Outros personagens também estavam a trabalho durante o jogo. É o caso do fotojornalista, que desde o lado de fora do Maracanã, registra os acontecimentos daquele dia de grande decisão com a sua câmera fotográfica. Do lado de dentro, ele é o personagem que mais se aproxima do campo de futebol e, portanto, o mais atento aos detalhes.
Do lado de fora, em uma das entradas do Maracanã, encontra-se uma policial militar que faz a revista na torcida do Vasco. Nas poucas cenas em que ela aparece, junto aos seus colegas de profissão, um pouco das ações da polícia são apresentadas. Claramente, um dos focos do documentário em relação aos policiais é a maneira agressiva como eles agem com muitos torcedores. Inclusive, não deixa de aparecer no filme aquela infeliz cena da polícia lançando spray de pimenta nos torcedores nas arquibancadas, que protestam ao som de “A PM é a vergonha do Brasil!”.
Satélites também mostra um pouco do trabalho do narrador e dos comentaristas do SporTV/Globo. Eles não têm muita participação no filme, mas também fazem parte do espetáculo. A sequência começa com Paulo Cezar Vasconcellos observando as torcidas no Maracanã, como se estivesse sentindo o clima do jogo, antes de entrar na apertada cabine de transmissão.

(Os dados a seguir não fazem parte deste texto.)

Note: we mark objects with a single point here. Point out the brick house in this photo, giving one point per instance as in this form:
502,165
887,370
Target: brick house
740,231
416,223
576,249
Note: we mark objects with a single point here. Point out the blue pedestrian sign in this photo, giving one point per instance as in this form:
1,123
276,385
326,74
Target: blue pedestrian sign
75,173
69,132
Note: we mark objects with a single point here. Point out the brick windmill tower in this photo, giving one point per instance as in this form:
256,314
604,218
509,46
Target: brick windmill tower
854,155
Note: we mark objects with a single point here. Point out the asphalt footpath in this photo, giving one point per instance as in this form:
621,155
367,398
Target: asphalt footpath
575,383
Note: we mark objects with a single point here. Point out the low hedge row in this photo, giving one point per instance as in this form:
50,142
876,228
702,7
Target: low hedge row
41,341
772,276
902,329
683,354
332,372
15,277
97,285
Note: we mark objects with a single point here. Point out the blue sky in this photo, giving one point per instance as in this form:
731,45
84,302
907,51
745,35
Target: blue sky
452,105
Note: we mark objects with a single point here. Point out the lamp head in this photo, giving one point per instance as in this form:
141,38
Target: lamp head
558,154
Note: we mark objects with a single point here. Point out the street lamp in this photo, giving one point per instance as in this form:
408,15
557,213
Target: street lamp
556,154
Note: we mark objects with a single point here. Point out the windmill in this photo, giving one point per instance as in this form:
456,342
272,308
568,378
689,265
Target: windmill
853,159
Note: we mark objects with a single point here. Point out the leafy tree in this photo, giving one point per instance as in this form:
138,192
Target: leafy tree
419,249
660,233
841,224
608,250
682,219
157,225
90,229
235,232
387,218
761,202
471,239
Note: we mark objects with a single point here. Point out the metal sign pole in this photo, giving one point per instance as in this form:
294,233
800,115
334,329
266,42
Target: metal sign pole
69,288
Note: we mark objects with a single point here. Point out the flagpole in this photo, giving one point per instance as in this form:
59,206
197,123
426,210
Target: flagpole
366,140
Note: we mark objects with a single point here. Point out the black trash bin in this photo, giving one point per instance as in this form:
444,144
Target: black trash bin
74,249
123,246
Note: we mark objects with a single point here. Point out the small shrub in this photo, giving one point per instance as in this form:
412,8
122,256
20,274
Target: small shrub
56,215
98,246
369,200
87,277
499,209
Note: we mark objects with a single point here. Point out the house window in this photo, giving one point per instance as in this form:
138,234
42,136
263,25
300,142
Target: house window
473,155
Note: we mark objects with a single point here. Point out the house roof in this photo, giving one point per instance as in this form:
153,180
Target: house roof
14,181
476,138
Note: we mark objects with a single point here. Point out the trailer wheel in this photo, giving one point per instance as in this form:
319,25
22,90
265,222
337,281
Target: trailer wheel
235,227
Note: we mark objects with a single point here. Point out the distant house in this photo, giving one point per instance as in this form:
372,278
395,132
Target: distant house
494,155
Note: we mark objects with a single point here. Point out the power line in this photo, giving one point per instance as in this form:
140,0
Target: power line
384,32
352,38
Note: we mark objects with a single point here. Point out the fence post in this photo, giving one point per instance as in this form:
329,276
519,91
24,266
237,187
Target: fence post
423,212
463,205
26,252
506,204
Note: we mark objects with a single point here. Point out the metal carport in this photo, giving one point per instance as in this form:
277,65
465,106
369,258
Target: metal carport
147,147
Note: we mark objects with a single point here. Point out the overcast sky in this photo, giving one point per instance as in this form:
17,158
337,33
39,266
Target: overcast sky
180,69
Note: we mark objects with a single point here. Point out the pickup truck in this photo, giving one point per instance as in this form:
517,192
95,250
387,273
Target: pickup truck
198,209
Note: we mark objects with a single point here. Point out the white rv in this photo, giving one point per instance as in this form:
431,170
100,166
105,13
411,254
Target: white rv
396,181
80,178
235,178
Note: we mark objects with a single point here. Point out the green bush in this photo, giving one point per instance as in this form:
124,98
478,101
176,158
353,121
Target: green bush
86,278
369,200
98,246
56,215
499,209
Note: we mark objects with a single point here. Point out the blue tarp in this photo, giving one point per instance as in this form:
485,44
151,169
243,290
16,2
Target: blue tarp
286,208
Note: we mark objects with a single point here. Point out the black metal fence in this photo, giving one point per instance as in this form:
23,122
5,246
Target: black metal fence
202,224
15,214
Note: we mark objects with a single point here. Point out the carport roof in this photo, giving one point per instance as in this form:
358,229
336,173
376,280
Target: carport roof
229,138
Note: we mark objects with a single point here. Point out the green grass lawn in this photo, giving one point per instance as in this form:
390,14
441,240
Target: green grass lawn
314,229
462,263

No entanto, os que mais se destacam, tanto nos jogos quanto no documentário, são os torcedores. Nesse caso, o filme acompanha, desde a chegada ao estádio, alguns torcedores específicos dos dois lados. No geral, um ponto positivo de Satélites é a representação da atmosfera de uma decisão de campeonato. As câmeras entram no meio da torcida e presenciam, de dentro, a tradicional passagem dos bandeirões. Cenas que retratam a emoção e a festa das duas torcidas, um clima único. Quem frequenta os estádios de futebol sabe o quanto isso significa. Mas, mais do que isso, o documentário retrata as palavras e canções de amor ao clube, a revolta, os xingamentos, as ofensas ao juiz e, até mesmo, aquele torcedor que tenta encontrar as respostas em atos divinos (como é o caso do vascaíno que olha para os céus e critica “toda hora a sorte é para eles”, em referência ao adversário). O interessante é observar que há um recurso de montagem que, geralmente, coloca as duas torcidas em oposição, mostrando a diferença no clima entre uma e outra ao longo da partida.
Satélites é uma visita ao antigo Maracanã, que usa o futebol como base para observar o envolvimento de alguns personagens que estavam ao redor do campo. Diferentes pontos de vista e diferentes formas de interação com o espetáculo. Mas, de certo modo, todos estavam ali pela mesma razão.